Ivana, administradora del grupo de Facebook Tindereros, que destaca los perfiles más extraños y recurrentes que aparecen en la Red, asegura que en esa lista figuran los de hombres que hasta se animan a exhibirse en la foto de perfil con su esposa o pareja: "Yo no entiendo cómo se la juegan así. Cualquiera que esté en tu ámbito geográfico te puede ver", advierte.
La app del momento
Hace unos meses, Britney Spears anunció su separación en Twitter. Días más tarde, el comediante Jimmy Fallon la invitó a su programa, Tonight Show With Jimmy Fallon, y creó un perfil de Tinder para la popular cantante. Este divertido sketch puede ser leído como uno de los tantos indicadores de la explosión de Tinder, una aplicación que, lejos de caer bajo el paraguas de las alternativas "para solos y solas", logró posicionarse como una forma en la que muchos hombres y mujeres, sobre todo jóvenes, deciden conocerse.
"A mí me sorprendió, sobre todo en gente de entre 25 y 27 años, que están armando muchas previas a través de Tinder.
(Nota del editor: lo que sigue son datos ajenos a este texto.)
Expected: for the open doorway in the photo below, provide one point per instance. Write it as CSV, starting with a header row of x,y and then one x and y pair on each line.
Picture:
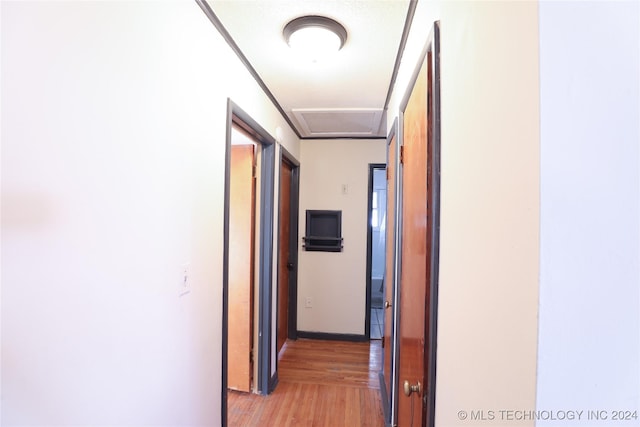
x,y
377,208
256,167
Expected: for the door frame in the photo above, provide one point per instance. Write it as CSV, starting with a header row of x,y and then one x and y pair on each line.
x,y
367,317
294,207
431,46
264,214
389,401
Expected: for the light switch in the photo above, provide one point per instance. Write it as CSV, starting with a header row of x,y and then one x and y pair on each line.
x,y
184,285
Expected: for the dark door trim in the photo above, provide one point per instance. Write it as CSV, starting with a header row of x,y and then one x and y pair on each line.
x,y
237,116
294,207
367,317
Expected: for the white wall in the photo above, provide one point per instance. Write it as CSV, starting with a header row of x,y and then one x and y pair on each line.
x,y
113,133
336,282
589,344
487,323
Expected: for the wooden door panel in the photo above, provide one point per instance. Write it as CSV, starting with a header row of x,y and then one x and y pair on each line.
x,y
284,256
389,262
241,248
413,277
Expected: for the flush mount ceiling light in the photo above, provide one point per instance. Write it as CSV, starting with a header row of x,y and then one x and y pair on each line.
x,y
315,36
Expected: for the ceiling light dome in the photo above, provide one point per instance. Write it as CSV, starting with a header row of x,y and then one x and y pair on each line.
x,y
315,36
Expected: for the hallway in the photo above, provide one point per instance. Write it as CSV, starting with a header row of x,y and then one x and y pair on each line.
x,y
322,383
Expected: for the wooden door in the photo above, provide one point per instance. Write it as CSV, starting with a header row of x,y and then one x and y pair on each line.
x,y
416,255
241,271
284,256
389,266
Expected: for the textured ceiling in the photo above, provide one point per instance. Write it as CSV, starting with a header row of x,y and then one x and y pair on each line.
x,y
342,96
En este caso, no se encuentran para tener relaciones casuales ni nada por el estilo, sino para reunirse en grupo, con chicos o chicas que estén cerca de su zona, antes de ir al boliche... Yo creo que lo que pasó con Tinder en este último tiempo es que no se utiliza con vergüenza", asegura Balmaceda.
Pese a que ahora Tinder acapara todas las miradas, la tendencia de usar la Web para las "trampas" amorosas no es nueva. De hecho, surgieron hace algunos años redes sociales especializadas en el tema, como Second Love y Ashley Madison, que tiene hoy 28 millones de usuarios a nivel mundial y presencia en 41 países. Los relevamientos de Ashley Madison sobre las tendencias de sus usuarios arrojan datos interesantes sobre la demografía de la infidelidad en la Argentina: el 42% de los usuarios son mujeres mientras que el 58% son hombres, con un promedio de edad de 36 años en el caso de ellas y de 38 en el de ellos. Además, según los datos de la red, en nuestro país, los usuarios de Android son los más infieles y el 60 por ciento de los "piratas" tiene un segundo celular. En el ranking de las ciudades más infieles, Buenos Aires encabeza la lista, seguida por Córdoba, Rosario y Salta. Un dato nada menor a la hora de incursionar en estos sitios.